Dragoons 1850 by Frederic Remington

Name: Dragoons 1850 | Artist: Frederic Remington Media: Bronze | Year(s): 1917
Frederic Remington | Dragoons 1850 | 1917 | Bronze | Private Collection

About the Work

Remington traveled frequently on sketching trips to the West; his observations of indigenous Americans, cavalrymen, scouts, and cowboys served as fodder for painting and illustration commissions. His career took an unexpected turn in 1895 when he learned the basics of clay modeling from the sculptor Frederick W. Ruckstull. Remington went on to model twenty-two sculpture groups, almost all western subjects. He designed his sculptures to feature movement, challenging the limits of the medium.
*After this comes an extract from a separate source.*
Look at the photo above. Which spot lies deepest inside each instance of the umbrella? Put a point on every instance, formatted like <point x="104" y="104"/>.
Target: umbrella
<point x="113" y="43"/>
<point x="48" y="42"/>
His ability to seize a moment of dramatic tension and recreate it in bronze is apparent in Dragoons 1850. Remington's ambitious grouping includes five horses moving at top speed and four stretching, twisting riders: two American cavalrymen and two members of the Plains Indian tribes. The soldiers, known as Dragoons, patrolled the territories west of the Mississippi River and were trained to combat the Plains Indians, considered among the most formidable mounted fighters of all time. Here the men, wearing expressions of intense concentration, are locked in hand-to-hand combat. Each soldier wields a saber and carries a carbine, and is equipped with standard accoutrements of the Dragoons. Both native men carry shields; one has a raised tomahawk. A terrified riderless horse leads the group. As in many of his sculptures, Remington seemed to be challenging himself to have as few of the horses' hooves touch the ground as possible. A letter from Remington to Riccardo Bertelli of Roman Bronze Works attests to the amount of attention the artist lavished on the work: "I guess you had better not put Dragoons in fire until I see it again…Those big groups have got to be just so."